[<prev] [next>] [<thread-prev] [thread-next>] [day] [month] [year] [list]
Message-ID: <f954e9ef-295a-a8ce-0ff8-a88ad81b01a3@apertussolutions.com>
Date: Mon, 1 Jun 2020 20:13:31 -0400
From: "Daniel P. Smith" <dpsmith@...rtussolutions.com>
To: Andy Lutomirski <luto@...capital.net>
Cc: Andy Lutomirski <luto@...nel.org>,
Daniel Kiper <daniel.kiper@...cle.com>,
Lukasz Hawrylko <lukasz.hawrylko@...ux.intel.com>,
grub-devel@....org, LKML <linux-kernel@...r.kernel.org>,
trenchboot-devel@...glegroups.com, X86 ML <x86@...nel.org>,
alexander.burmashev@...cle.com,
Andrew Cooper <andrew.cooper3@...rix.com>,
Ard Biesheuvel <ard.biesheuvel@...aro.org>,
eric.snowberg@...cle.com, javierm@...hat.com,
kanth.ghatraju@...cle.com,
Konrad Rzeszutek Wilk <konrad.wilk@...cle.com>,
krystian.hebel@...eb.com, michal.zygowski@...eb.com,
Matthew Garrett <mjg59@...gle.com>, phcoder@...il.com,
piotr.krol@...eb.com, Peter Jones <pjones@...hat.com>,
Ross Philipson <ross.philipson@...cle.com>
Subject: Re: [GRUB PATCH RFC 00/18] i386: Intel TXT secure launcher
On 6/1/20 3:39 PM, Andy Lutomirski wrote:
>
>> On Jun 1, 2020, at 10:56 AM, Daniel P. Smith <dpsmith@...rtussolutions.com> wrote:
>>
>> On 6/1/20 12:51 PM, Andy Lutomirski wrote:
>>>> On Mon, Jun 1, 2020 at 8:33 AM Daniel P. Smith
>>>> <dpsmith@...rtussolutions.com> wrote:
>>>>
>>>> On 5/7/20 7:06 AM, Daniel Kiper wrote:
>>>>> Hi Łukasz,
>>>>>
>>>>> On Tue, May 05, 2020 at 04:38:02PM +0200, Lukasz Hawrylko wrote:
>>>>>>> On Tue, 2020-05-05 at 01:21 +0200, Daniel Kiper wrote:
>>>>
>>>> ...
>>>>
>>>>>> In OS-MLE table there is a buffer for TPM event log, however I see that
>>>>>> you are not using it, but instead allocate space somewhere in the
>>>>>
>>>>> I think that this part requires more discussion. In my opinion we should
>>>>> have this region dynamically allocated because it gives us more flexibility.

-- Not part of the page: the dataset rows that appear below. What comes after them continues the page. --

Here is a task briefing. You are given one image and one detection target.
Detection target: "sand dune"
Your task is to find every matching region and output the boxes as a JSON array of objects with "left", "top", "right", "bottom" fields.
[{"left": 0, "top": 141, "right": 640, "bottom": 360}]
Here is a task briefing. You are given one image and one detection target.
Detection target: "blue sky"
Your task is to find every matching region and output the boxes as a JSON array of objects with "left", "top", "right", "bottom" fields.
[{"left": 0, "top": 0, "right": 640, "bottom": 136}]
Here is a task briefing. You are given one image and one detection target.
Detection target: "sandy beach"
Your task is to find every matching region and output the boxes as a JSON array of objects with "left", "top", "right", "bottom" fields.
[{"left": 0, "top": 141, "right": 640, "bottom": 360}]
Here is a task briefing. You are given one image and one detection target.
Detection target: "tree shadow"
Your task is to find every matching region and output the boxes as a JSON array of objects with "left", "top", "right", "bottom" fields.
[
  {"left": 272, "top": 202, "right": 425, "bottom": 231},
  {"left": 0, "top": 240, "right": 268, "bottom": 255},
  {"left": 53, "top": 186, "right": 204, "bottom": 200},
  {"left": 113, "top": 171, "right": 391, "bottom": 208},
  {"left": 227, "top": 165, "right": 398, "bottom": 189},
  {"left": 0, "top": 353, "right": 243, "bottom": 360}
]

>>>>> Of course there is a question about the size of this buffer too. I am
>>>>> not sure about that because I have not checked yet how many log entries
>>>>> are created by the SINIT ACM. Though probably it should not be large...
>>>>>
>>>>>> memory. I am just wondering if, from security perspective, it will be
>>>>>> better to use memory from TXT heap for event log, like we do in TBOOT.
>>>>>
>>>>> Appendix F, TPM Event Log, has following sentence: There are no
>>>>> requirements for event log to be in DMA protected memory – SINIT will
>>>>> not enforce it.
>>>>>
>>>>> I was thinking about it and it seems to me that the TPM event log does
>>>>> not require any special protections. Any changes in it can be quickly
>>>>> detected by comparing hashes with the TPM PCRs. Does not it?
>>>>>
>>>>
>>>> I think it would be beneficial to consider the following in deciding
>>>> where the log is placed. There are two areas of attack/manipulation that
>>>> need to be considered. The first area is the log contents itself, which
>>>> as Daniel has pointed out, the log contents do not really need to be
>>>> protected from tampering as that would/should be detected during
>>>> verification by the attestor. The second area that we need to consider
>>>> is the log descriptors themselves. If these are in an area that can be
>>>> manipulated, it is an opportunity for an attacker to attempt to
>>>> influence the ACM's execution. For a little perspective, the ACM
>>>> executes from CRAM to take the most possible precaution to ensure that
>>>> it cannot be tampered with during execution. This is very important
>>>> since it runs a CPU mode (ACM Mode) that I would consider to be higher
>>>> (or lower depending on how you view it) than SMM. As a result, the txt
>>>> heap is also included in what is mapped into CRAM. If the event log is
>>>> place in the heap, this ensures that the ACM is not using memory outside
>>>> of CRAM during execution. Now as Daniel has pointed out, the down side
>>>> to this is that it greatly restricts the log size and can only be
>>>> managed by a combination of limiting the number of events and
>>>> restricting what content is carried in the event data field.
>>>
>>> Can you clarify what the actual flow of control is? If I had to guess, it's:
>>>
>>> GRUB (or other bootloader) writes log.
>>>
>>> GRUB transfers control to the ACM. At this point, GRUB is done
>>> running and GRUB code will not run again.
>>>
>>> ACM validates system configuration and updates TPM state using magic
>>> privileged TPM access.
>>>
>>> ACM transfers control to the shiny new Linux secure launch entry point
>>>
>>> Maybe this is right, and maybe this is wrong. But I have some
>>> questions about this whole setup. Is the ACM code going to inspect
>>> this log at all? If so, why? Who supplies the ACM code? If the ACM
>>> can be attacked by putting its inputs (e.g. this log) in the wrong
>>> place in memory, why should this be considered anything other than a
>>> bug in the ACM?
>>
>> There is a lot behind that, so to get a complete detail of the event
>> sequence I would recommend looking at Section Vol. 2D 6.2.3 (pg Vol. 2D
>> 6-5/ pdf pg 2531), 6.3 GETSEC[ENTERACCS](pg 6-10 Vol. 2D/pdf pg 2546),
>> and 6.3 GETSEC[SENTER](pg Vol. 2D 6-21/pdf pg 2557) in the Intel SDM[1].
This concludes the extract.